RealWorldQA, What's New?
This is a short blog that introduce the RealWorldQA Benchmark.
What is RealWorldQA?
RealWorldQA is a benchmark designed to evaluate the real-world spatial understanding capabilities of multimodal AI models, contributed by XAI. It assesses how well these models comprehend physical environments. The benchmark consists of 700+ images, each accompanied by a question and a verifiable answer. These images are drawn from real-world scenarios, including those captured from vehicles. The goal is to advance AI models' understanding of our physical world.
Statistics & Info
Name | Type | #Questions | Data Quality* (manually verified 10% samples) | Finegrained Classes |
---|---|---|---|---|
RealWorldQA | MCQ | 765 | > 97% | No |
TL;DR: **RealWorldQA **is a benchmark that requires VLMs to have the capability of:
- Recognize details in high-res images (1080p, etc.).
- Perform reasoning based on recognition results (may require commonsense knowledge).
*Data Quality: We perform manual verification on 10% samples and check if each sample is correct and unambiguous. Most samples (>97%) in RealWorldQA are good and clear.
Some cases I found ambiguous like:
- Question: Where is the dog in relation to the door?
- Choices: A. The dog is behind the door; B. The dog is next to the door; C. The dog is in front of the door.
- Answer: A
- Why ambiguous: The dog is actually between two doors.
- Question: How far from the camera is the rightmost vehicle?
- Choices: A. 15 meters; B. 35 meters; C. 55 meters.
- Answer: C
- Why ambiguous: Is the rightmost car that far?
Performance
Questions in RealWorldQA have 2 - 4 candidate choices (the majority have 3 choices), the expectation of RandomGuess Top-1 accuracy would be 37.7%.
We perform the evaluation using VLMEvalKit and list the performance of representative VLMs (proprietarty or opensource) below:
Proprietary Models | Acc | Proprietary Models | Acc |
---|---|---|---|
GPT-4v (0409, low-res) | 61.4 | GPT-4v (0409, high-res) | 68.0 |
GeminiPro-V (1.0) | 60.4 | QwenVLMax | 61.3 |
OpenSource Models | Acc | OpenSource Models | Acc |
InternLM-XComposer2 | 63.8 | InternVL-Chat-V1.5 | 65.6 |
IDEFICS2-8B | 60.8 | LLaVA-NeXT (Yi-34B) | 66.0 |
LLaVA-v1.5 (7B) | 54.8 | LLaVA-v1.5 (13B) | 55.3 |
Grok-v1.5 is not included since it's not publicly available.
Among the evaluated VLMs, GPT-4v (0409, high-res) achieves the best performance and significantly outperforms its low-res version (remember that RealWorldQA requires fine-grained recognition in high-res images). Meanwhile, top OpenSource VLMs also display competitive performace.
Hard Cases
We select a subset of questions that cannot be correctly answered by all of the Top-3 VLMs (GPT-4v (0409, high-res), InternVL-Chat-V1.5, LLaVA-NeXT (Yi-34B)). The subset includes 101 samples.

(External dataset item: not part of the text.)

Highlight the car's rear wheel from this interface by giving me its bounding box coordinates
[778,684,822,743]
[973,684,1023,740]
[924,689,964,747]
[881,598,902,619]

We visualize several random samples in the subset below.
- Question: Is the car closest to us driving in the same direction as us or in the opposite direction from us.
- Choices: A. Same direction; B. Opposite direction.
- Answer: B
- Requirement: 1. Locate the closest car and find its direction; 2. Locate the lane we are in and infer the direction of us.
- Question: In which direction is the one-way sign in this scene facing?
- Choices: A. Left; B. Right
- Answer: B
- Requirement: Localize the one-way sign and find its direction
- Question: Are there some STOP signs?
- Choices: A. Yes; B. No
- Answer: A
- Requirement: Localize the stop sign (which is extremely small)
- Question: How many arrows are pointing right?
- Choices: A. 2; B. 3; C. 4
- Answer: B
- Requirement: Find all arrows on the road sign and recognize their directions
Takeaway
- RealWorldQA is a benchmark that requires VLMs to have the capability of: 1. Recognize details in high-res images (1080p, etc.); 2. Perform **reasoning based on recognition results **(may require commonsense knowledge)
- Performance Numbers: Random Guess - 37.7%; Best Proprietary VLM evaluated: GPT-4v (0409, high-res), 68%; Best OpenSource VLM evaluated: LLaVA-NeXT (Yi-34B), 66%
- You can use VLMEvalKit to evaluate your own VLM on RealWorldQA. Full evaluation results are available at Open VLM Leaderboard.